Patient Encounter 1 Part 3 Create a Care Plan

Create a care plan while KM is receiving INF therapy. Your plan should include: (a) the goal of therapy with INF, and (b) a plan related to dealing with the side effects to expect from this therapy.

What supportive measures should be used to minimize side effects? What laboratory parameters need to be monitored? What are the indications to discontinue or hold therapy? When may the therapy be restarted after the doses were held?

What are the pharmacologic and nonpharmacologic recommendations for managing side effects?

How frequently should KM be monitored while on therapy? Be able to discuss with the patient the following for INF:

• The differences between acute and chronic side effects

• The side effects that the patient will develop tolerance to

• The best time of the day to administer the drug

• The importance of keeping regular follow-up appointments to monitor for long-term side effects of the therapy and draw blood for routine lab tests

• Reassure the patient that therapy may be stopped at any time if side effects are intolerable

• What is the follow-up plan for KM after he has completed therapy with interferon-a2b?

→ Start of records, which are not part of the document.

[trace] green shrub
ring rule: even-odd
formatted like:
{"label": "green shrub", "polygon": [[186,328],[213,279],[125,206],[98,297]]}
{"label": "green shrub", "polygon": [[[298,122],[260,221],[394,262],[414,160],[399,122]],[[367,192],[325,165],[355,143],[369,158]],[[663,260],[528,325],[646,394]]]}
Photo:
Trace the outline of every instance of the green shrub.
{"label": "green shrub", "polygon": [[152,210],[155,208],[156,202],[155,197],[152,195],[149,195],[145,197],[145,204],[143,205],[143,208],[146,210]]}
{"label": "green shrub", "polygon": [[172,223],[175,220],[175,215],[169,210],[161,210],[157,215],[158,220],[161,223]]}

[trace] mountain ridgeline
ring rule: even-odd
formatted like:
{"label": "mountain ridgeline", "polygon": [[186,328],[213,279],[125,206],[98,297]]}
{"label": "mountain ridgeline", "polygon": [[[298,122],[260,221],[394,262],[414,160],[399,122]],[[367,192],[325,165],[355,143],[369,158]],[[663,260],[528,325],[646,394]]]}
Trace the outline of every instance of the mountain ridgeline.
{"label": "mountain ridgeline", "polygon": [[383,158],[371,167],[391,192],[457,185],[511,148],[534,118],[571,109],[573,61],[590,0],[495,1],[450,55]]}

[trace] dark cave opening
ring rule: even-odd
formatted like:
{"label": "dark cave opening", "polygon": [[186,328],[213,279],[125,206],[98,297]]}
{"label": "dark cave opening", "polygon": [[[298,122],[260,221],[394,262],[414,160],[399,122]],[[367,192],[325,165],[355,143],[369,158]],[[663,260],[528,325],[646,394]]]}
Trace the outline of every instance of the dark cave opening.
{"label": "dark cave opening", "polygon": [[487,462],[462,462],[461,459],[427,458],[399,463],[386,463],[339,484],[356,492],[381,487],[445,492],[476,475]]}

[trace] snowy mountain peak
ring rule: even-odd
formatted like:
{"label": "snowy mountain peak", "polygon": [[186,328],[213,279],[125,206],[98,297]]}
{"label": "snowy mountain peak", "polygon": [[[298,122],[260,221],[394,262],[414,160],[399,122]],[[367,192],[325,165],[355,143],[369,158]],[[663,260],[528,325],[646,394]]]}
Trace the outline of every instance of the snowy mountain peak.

After diagnosis and treatment of skin cancer, the next crucial step in management is monitoring for recurrence. Most recurrences materialize in the first 5 years, and the majority appears within the first 2 to 3 years following treatment.19 The site of recurrence can be at the original site of the disease or in a different, distant anatomic location. Early detection of tumor recurrence is crucial because response rate is decreased significantly with tumor relapse.18 Recurrences are found equally by physicians and patients, and one study demonstrated that 94% of recurrences were detected by the

patient. Thus it is imperative to educate patients on how to perform a total skin self-examination appropriately. Additionally, patients need to understand the importance of scheduling regular follow-up visits with the oncologist or dermatologist after the diagnosis and treatment of skin cancer.

There is no universal guideline for follow-up care for MM. The National Comprehensive Cancer Network recommends annual skin examination for all patients.44 Educate patients with stage IA disease to have a history and physical examination every 3 to 12 months as clinically indicated and an annual skin examination for life. For stages IB to III disease, schedule a history and physical examination every 3 to 6 months for 3 years, every 4 to 12 months for 2 years, and then annually as indicated. It is optional to obtain a chest x-ray, LDH, CBC, and liver function tests (LFTs) every 3 to 12 months. CT scan can be obtained as indicated clinically.44

Patients who received immunotherapy after stage III or IV MM may experience fatigue and other chronic side effects. Develop a plan to order laboratory tests such as LFTs, thyroid-stimulating hormone, and white blood cell count at baseline and on a weekly or monthly basis as indicated. Monitor and evaluate patients for side effects of IL-2 or IFN, and educate patients on what to expect and how the side effects will be managed. Assess the patients' psychological, physical, and social functioning. Counsel patients to contact the hospital's social service department or the American Cancer Society for assistance in dealing with the disease emotionally, and recommend that patients consider attending support group meetings or talking to a counselor if or before they become overwhelmed with the diagnosis.